Thanks to the impending expiration of a federal program at year-end, treasurers should start managing their cash transaction accounts more closely, and they will almost surely have to expose their companies to greater counterparty risk next year. They will face some tough choices in an interest-rate climate where many cash vehicles don’t earn enough to reward risk-taking.
Designed to guard against massive withdrawals from small banks during the financial crisis, the U.S. government’s Transaction Account Guarantee (TAG) program has, since October 2008, provided unlimited insurance on businesses’ noninterest-bearing transaction accounts, used for payroll processing, for example. Government backing influenced many companies to move a large portion of their cash holdings — some of which previously went to money-market funds and T-bills — into TAG accounts. Total balances in the accounts grew even after the financial crisis ended, and only last quarter began to fall slightly, to an estimated $1.3 trillion.
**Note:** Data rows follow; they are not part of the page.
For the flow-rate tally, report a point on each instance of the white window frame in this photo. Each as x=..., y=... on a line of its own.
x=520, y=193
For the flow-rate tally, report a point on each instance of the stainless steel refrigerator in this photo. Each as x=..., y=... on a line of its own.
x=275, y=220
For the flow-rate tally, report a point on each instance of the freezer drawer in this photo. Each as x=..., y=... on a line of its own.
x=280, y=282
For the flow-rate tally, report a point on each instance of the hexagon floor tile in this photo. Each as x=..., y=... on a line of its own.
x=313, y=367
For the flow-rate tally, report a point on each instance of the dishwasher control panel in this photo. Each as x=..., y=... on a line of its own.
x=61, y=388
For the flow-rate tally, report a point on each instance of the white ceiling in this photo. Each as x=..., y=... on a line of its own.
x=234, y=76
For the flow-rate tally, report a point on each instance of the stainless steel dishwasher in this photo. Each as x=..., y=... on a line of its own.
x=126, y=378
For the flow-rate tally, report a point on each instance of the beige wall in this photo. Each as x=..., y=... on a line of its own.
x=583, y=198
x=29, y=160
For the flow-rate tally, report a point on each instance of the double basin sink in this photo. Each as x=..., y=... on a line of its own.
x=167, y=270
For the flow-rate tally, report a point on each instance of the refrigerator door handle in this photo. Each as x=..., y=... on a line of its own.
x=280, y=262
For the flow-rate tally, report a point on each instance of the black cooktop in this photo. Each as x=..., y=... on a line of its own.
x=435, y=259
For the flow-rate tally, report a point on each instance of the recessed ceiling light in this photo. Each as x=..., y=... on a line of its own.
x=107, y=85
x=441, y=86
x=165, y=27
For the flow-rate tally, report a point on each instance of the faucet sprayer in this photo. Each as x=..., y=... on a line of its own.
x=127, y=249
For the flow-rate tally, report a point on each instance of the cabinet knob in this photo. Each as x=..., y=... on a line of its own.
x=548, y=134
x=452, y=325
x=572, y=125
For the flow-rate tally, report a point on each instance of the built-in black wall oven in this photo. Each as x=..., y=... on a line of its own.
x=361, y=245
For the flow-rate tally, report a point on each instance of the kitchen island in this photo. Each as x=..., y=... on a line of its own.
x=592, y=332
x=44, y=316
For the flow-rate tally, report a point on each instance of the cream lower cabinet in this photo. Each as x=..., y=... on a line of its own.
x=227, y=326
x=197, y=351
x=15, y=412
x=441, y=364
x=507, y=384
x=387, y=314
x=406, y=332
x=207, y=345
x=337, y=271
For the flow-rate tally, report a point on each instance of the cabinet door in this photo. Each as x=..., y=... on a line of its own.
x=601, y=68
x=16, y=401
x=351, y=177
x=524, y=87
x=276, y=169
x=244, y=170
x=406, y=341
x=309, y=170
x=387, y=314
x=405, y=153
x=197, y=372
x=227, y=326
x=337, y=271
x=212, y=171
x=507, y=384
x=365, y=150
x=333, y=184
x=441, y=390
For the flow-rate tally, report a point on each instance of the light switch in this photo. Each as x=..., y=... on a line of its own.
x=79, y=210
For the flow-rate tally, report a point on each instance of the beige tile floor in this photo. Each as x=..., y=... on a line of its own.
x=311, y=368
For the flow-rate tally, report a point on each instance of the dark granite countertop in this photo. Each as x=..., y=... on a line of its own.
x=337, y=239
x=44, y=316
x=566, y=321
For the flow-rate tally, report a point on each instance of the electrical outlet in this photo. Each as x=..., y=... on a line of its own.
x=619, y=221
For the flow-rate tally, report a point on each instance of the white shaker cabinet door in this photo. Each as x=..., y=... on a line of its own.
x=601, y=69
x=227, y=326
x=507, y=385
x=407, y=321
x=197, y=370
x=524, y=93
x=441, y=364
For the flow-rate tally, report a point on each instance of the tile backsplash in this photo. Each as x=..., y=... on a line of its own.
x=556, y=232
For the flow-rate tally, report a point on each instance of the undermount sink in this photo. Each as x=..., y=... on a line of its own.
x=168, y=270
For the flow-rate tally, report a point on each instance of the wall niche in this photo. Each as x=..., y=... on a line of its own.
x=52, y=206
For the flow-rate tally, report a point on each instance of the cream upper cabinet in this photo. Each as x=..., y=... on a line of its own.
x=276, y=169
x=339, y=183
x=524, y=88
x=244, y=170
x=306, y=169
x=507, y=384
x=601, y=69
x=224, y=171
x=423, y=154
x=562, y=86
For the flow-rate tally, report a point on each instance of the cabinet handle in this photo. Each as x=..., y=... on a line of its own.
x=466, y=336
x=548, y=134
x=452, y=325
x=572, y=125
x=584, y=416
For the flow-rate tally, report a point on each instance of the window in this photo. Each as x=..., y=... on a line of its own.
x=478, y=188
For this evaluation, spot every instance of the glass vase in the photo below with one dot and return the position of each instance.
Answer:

But after being extended three times, including once under the Dodd-Frank Wall Street Reform and Consumer Protection Act, the TAG program will cease at the end of 2012. Without the program, noninterest-bearing transaction accounts are insured only up to $250,000.
“The concept married company investment policies perfectly: the idea of being able to allocate an unlimited amount of money to a vehicle that’s going to provide absolute safety and security and that’s liquid is pretty attractive,” says Brandon Semilof, managing director of StoneCastle Partners, an investment adviser that among other services offers the Federal Deposit Insurance Corp.–insured Federally Insured Cash Account for banks and corporations.
In a near-zero interest-rate environment, it didn’t make sense for companies to take on credit risk when they could get earnings credits for their deposits and have them fully insured, Semilof says. But in less than six months, treasurers will little choice but to take on some risk once again. Whereas now their counterparty is the U.S. government, next year it will be “XYZ bank,” he says.
“Now all of a sudden [companies] have to be comfortable with the underlying credit,” says Semilof. Some companies had their entire portfolio sitting in a TAG account with one bank, but when TAG expires, prudent risk management will dictate splitting up funds among more than one financial institution.
With money-market funds less appealing due to regulatory changes, treasurers may turn to U.S. government issues. Short-term U.S. Treasury bills like the one-month could attract some corporate money, but currently it is yielding only six basis points. In addition, it would take a year for the Treasury to issue enough T-bills to satisfy former TAG balance depositors, says a report by StoneCastle Partners. (The Treasury auctions about $30 billion in one-month T-bills weekly.)
In addition, “even buying a one-month T-bill, you’re taking on volatility and pricing risk because something could happen in the interim between now and when the T-bill matures,” says Semilof.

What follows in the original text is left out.